How important is EMI and RFI rejection?


In designing a cable....and what cable manufactuer(s) excell...

Power cords
IC's
Speaker cables
wavetrader

Showing 4 responses by jinjuku

1. Even decent equipment filters the AC line
2. Non-power line induced noise isn’t of a concern in the home environment (no large co-factors like multi-phase motors, baluns, etc).
3. I keep LV and HV cabling separated.
4. I run a fully balanced setup (outside of power at the wall)
5. All my equipment is chassis ground (as it should definitely be)

Simple steps using sound, best engineering, practices.
@jinjuku, I would beg to respectfully disagree with you on points 1 and 2.

Not sure how you would disagree with properly designed equipment, including in the umbrella of properly designed, not have needed filtration of AC mains: Transformer decoupled and Capacitor Filtered. 

Can we agree that EMI is going to show up as Voltage on the Outputs and it's going to have a FR characteristic (unless it's DC getting through which is a huge problem)?

On point #2: There just isn't EMI/RFI cofounder normally found in industrial environments. When we were wiring LAN and Serial for heavy stamping plants (think of presses the size of a small house and it was one of 12 in a large complex) along with CNC / 3 way milling machines. But up front in the conference room we installed Christie, JBL, Crown, Surge X and even though all in proximity no problems with the audio. 

Sorry but homes simply are not an issue. Even if we give credit to your 3D radiated emissions most homes are primarily stick and gypsum. HVAC being the biggest factor but it would only serve as an RF BLOCK.

You could put an HVAC duct 18" away from line level cabling and it's not going to affect anything.

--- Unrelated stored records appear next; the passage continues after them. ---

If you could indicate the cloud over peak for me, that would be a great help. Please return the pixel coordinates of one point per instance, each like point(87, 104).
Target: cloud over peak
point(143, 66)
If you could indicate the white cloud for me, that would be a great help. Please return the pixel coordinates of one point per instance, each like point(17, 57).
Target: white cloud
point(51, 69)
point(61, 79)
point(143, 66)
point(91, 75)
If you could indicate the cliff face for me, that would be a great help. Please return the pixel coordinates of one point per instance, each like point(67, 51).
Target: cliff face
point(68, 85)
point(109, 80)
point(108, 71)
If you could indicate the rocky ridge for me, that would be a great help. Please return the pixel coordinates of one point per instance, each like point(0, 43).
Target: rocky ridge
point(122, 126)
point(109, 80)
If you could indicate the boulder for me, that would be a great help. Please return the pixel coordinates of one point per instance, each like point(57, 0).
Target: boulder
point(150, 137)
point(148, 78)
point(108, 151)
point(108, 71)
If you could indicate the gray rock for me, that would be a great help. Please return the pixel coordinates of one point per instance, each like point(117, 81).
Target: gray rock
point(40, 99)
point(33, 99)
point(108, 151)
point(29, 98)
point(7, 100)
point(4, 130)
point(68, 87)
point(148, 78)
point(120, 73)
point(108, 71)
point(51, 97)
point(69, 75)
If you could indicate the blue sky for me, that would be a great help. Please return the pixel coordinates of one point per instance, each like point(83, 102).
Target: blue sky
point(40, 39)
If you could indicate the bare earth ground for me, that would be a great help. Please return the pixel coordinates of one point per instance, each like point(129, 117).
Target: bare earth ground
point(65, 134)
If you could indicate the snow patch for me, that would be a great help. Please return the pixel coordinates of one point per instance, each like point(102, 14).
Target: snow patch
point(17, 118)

You could put a $400,000 scope on the output and you wouldn't be able to tell. 

If you don't have EMI/RFI then you have nothing to mitigate. And if you are worried? Get single ended IC's made out of RG59 that stuff is pretty much impervious. Or better yet balanced TRS or XLR. 

It's all about sound engineering and best practices using affordable, quality cabling and terminations. 
So EMI isn't measurable? The main source is AC mains noise and the harmonics. Using a frequency programmable power supply you can see this in action as you will see the fundamental change along with the spuria. 

Get an ADC and install ARTA will give you a host of spectrum analysis. Also there is the Dayton Omni Mic 2. 

Get a Schitt Modi 2 since it has basically no filtering on it's USB input and you can easily measure this.